There is material in the movie which is blatantly false and defamatory. It’s NOT based on “true events,” and it’s not based on findings of the 911 Commission despite the false claim that it is. There needs to be a disclaimer that some “facts” have been invented or else you can welcome a world of politically produced fake news on public airwaves.

What the government can regulate is where this material is broadcast, not what it is. ABC can still show their little piece of shit, drunken, right wing, jerk-off fantasy on the Disney Channel if it wants to.

It’s not news. Nowhere do I see it claimed that it is news, except for you guys right here. Did ABC News produce it? No? Then it’s not news, any more than a drama about Jon-Benet Ramsey or Terri Schaivo or any other noteworthy person or event would be news. The ABC entertainment division produced what will probably be a piece of crap, but it is allowed to broadcast it, and the argument that it is news is disingenuous.

Again, Diogenes, please give me a statute or a regulation that backs up your claim that the government can force a broadcast channel to alter or prevent it from broadcasting a news/drama that has factual inaccuracies.

Take a look at how the show is being marketed overseas and tell me that they are selling this as fiction. Somehow calling it the true story of what really happened and how one decision (spoken as the fictitious event about not authorizing binLaden’s killing unfolds) changed history and LATER in the US, saying “it’s only fiction” doesn’t ring true does it?

I’m sure it is based upon the 9/11 report, in the same way that a movie like Invincible is based upon its source, or Friday Night Lights, or any number of movies that take a few things and alter the rest. So yes, it is undoubtedly “based on true events”.

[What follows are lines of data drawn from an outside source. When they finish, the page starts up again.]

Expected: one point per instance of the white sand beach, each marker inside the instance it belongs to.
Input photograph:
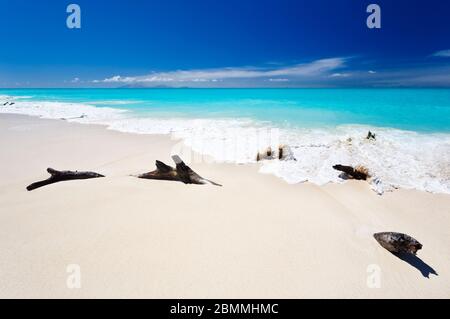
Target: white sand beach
(255, 237)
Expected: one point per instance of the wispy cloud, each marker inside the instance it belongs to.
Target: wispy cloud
(311, 70)
(442, 54)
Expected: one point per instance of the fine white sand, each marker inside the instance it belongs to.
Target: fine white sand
(255, 237)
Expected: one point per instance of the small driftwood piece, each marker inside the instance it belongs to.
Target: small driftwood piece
(60, 176)
(358, 173)
(371, 136)
(398, 243)
(283, 153)
(181, 173)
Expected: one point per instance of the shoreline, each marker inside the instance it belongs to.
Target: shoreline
(255, 237)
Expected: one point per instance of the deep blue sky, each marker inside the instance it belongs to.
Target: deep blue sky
(146, 43)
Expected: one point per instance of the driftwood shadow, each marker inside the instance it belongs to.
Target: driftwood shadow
(417, 263)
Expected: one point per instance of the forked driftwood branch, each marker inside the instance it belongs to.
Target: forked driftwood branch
(181, 173)
(358, 173)
(60, 176)
(398, 243)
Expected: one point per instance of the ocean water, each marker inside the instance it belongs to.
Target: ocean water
(322, 127)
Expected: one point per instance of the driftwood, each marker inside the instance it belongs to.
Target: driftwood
(358, 173)
(371, 136)
(398, 243)
(181, 173)
(283, 153)
(59, 176)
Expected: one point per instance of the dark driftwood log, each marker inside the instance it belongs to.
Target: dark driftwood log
(398, 243)
(371, 136)
(182, 173)
(351, 172)
(59, 176)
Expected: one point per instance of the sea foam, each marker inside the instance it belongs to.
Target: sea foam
(396, 159)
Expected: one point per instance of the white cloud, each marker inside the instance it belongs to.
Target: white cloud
(278, 80)
(442, 54)
(313, 69)
(339, 75)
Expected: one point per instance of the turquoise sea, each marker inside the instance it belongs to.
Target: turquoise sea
(322, 127)
(424, 110)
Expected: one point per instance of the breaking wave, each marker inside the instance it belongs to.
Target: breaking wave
(396, 159)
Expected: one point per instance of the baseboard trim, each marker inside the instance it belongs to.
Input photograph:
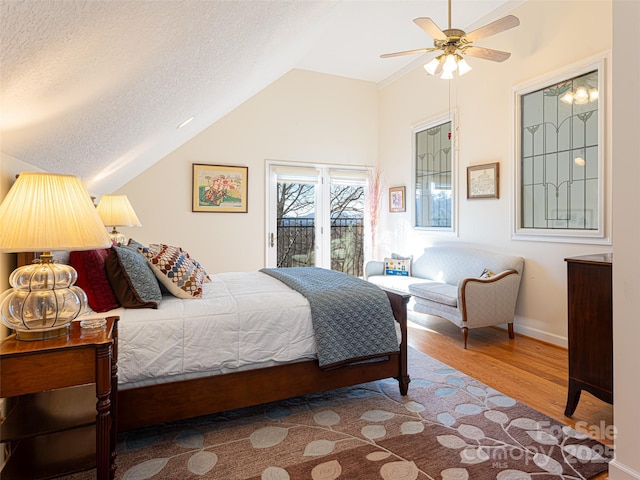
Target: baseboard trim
(618, 471)
(541, 335)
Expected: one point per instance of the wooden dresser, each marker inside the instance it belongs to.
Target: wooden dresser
(590, 328)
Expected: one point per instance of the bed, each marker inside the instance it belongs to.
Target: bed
(180, 361)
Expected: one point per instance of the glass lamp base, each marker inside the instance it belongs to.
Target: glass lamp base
(33, 335)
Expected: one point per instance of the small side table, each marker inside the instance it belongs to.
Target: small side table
(61, 394)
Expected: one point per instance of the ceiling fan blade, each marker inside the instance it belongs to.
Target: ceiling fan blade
(430, 28)
(504, 23)
(407, 52)
(486, 54)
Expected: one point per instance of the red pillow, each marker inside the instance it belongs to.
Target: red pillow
(92, 278)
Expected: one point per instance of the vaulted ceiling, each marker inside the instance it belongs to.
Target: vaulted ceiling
(97, 88)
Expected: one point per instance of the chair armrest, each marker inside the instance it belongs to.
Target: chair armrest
(373, 267)
(489, 301)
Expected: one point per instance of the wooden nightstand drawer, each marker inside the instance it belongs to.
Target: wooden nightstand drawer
(61, 396)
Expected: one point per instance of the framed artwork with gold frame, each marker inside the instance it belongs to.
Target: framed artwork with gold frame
(220, 188)
(397, 199)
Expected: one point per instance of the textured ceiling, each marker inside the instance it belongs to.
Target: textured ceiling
(97, 88)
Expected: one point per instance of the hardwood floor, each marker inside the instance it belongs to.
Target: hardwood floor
(528, 370)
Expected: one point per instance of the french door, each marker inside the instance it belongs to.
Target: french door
(316, 216)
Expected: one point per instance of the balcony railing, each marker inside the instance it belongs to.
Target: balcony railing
(296, 244)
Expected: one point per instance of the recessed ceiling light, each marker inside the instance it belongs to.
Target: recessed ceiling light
(186, 122)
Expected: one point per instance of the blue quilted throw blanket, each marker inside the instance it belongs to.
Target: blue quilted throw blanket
(352, 318)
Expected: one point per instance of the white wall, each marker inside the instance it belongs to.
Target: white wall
(626, 260)
(551, 35)
(303, 116)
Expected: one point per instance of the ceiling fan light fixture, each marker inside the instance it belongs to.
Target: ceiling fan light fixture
(446, 75)
(463, 67)
(450, 64)
(433, 65)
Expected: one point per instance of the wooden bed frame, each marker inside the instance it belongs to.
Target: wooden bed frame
(165, 402)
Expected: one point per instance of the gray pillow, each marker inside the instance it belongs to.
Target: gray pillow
(132, 279)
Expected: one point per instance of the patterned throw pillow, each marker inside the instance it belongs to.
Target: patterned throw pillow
(132, 279)
(92, 278)
(177, 272)
(394, 266)
(486, 273)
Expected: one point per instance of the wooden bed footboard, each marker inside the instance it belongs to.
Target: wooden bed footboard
(154, 404)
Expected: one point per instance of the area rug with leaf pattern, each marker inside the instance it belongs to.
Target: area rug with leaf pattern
(448, 427)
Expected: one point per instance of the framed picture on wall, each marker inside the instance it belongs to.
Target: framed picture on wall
(220, 188)
(483, 181)
(396, 199)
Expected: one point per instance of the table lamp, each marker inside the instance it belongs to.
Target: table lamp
(116, 211)
(44, 212)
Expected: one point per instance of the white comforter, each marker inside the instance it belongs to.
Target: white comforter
(243, 319)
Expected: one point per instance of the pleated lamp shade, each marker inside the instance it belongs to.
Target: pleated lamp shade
(44, 212)
(116, 211)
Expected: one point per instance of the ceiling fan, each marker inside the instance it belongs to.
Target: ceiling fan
(454, 43)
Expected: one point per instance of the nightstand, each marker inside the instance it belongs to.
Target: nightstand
(590, 328)
(61, 396)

If they’re claiming it’s an “educational docudrama” based on fact, they’re creating an impression that the claims made within it will be factually accurate. All they have to do is run a disclaimer that it’s NOT factually accurate, that some facts have been invented or altered to serve a partisan, ideological agenda, there will be no problem. They also need to quit saying it’s “educational,” because that’s just a lie.

The Democrats are attempting a form of prior restraint. While it’s not, in the strictest sense, prior restraint, it is members of the government trying to use their access to governmental power to prevent something they don’t like from being aired.

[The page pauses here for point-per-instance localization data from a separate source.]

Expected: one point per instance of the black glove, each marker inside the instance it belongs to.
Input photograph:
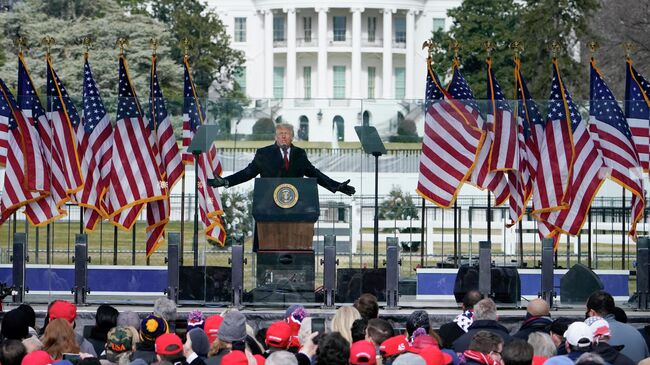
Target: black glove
(345, 188)
(218, 181)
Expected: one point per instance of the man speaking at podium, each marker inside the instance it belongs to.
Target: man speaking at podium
(282, 159)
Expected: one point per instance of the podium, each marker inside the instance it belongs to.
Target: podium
(285, 210)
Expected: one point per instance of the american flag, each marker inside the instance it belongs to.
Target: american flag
(209, 165)
(63, 117)
(449, 147)
(615, 143)
(637, 112)
(47, 173)
(482, 177)
(95, 137)
(505, 153)
(135, 177)
(170, 160)
(586, 176)
(554, 168)
(20, 155)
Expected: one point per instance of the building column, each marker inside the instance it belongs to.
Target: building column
(410, 53)
(387, 65)
(356, 53)
(322, 52)
(291, 53)
(268, 53)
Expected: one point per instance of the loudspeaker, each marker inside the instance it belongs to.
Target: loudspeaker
(506, 284)
(209, 284)
(351, 283)
(578, 284)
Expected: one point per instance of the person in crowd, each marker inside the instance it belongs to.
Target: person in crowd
(543, 347)
(484, 348)
(393, 347)
(333, 349)
(578, 340)
(59, 339)
(342, 321)
(367, 306)
(68, 311)
(12, 352)
(151, 328)
(601, 335)
(417, 319)
(601, 304)
(450, 332)
(105, 319)
(358, 330)
(281, 358)
(169, 348)
(485, 319)
(119, 346)
(538, 319)
(517, 352)
(231, 335)
(363, 352)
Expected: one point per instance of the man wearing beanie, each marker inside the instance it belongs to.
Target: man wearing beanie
(232, 333)
(151, 328)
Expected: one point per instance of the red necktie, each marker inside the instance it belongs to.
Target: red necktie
(286, 160)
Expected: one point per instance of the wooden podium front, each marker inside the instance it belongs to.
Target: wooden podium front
(285, 236)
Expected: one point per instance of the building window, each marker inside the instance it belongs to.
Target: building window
(306, 25)
(240, 29)
(438, 24)
(278, 82)
(371, 82)
(339, 29)
(372, 28)
(400, 29)
(339, 82)
(400, 82)
(306, 76)
(278, 28)
(240, 78)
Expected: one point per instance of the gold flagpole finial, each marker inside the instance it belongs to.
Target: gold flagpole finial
(122, 42)
(628, 47)
(593, 46)
(555, 48)
(48, 42)
(154, 43)
(489, 46)
(20, 42)
(517, 47)
(186, 47)
(456, 46)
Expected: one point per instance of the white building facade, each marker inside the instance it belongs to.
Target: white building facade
(327, 66)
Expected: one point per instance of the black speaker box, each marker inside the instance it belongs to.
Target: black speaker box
(506, 284)
(209, 283)
(351, 283)
(578, 284)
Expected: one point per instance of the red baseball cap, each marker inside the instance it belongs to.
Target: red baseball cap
(169, 344)
(211, 326)
(235, 358)
(39, 357)
(432, 355)
(63, 309)
(394, 346)
(278, 335)
(362, 352)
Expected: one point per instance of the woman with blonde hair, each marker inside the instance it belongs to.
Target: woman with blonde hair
(343, 319)
(59, 339)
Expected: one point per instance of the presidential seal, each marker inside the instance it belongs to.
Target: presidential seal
(285, 196)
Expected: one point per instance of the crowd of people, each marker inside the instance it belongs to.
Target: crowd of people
(356, 336)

As a Democrat, I’m ashamed. But, as a Democrat, I’m getting used to that.

What you say here is exactly right (in your first paragraph…can’t speak to the second! :slight_smile: )

I don’t know exactly what in this movie the Democrats believe will be so damaging to them, or why they believe they will come off looking worse than the current administration. But, I think their leadership should stop and ask themselves whether the action they have taken so far is going to be more damaging to them in the long run than this silly movie ever could be. Let’s face it, as is evidenced in this thread, people are going to believe it or not believe it along party lines anyway. Certainly, if the Dems want to be known as the party of free speech, and hold up the Republicans as the oppressors, this is not the approach I would recommend.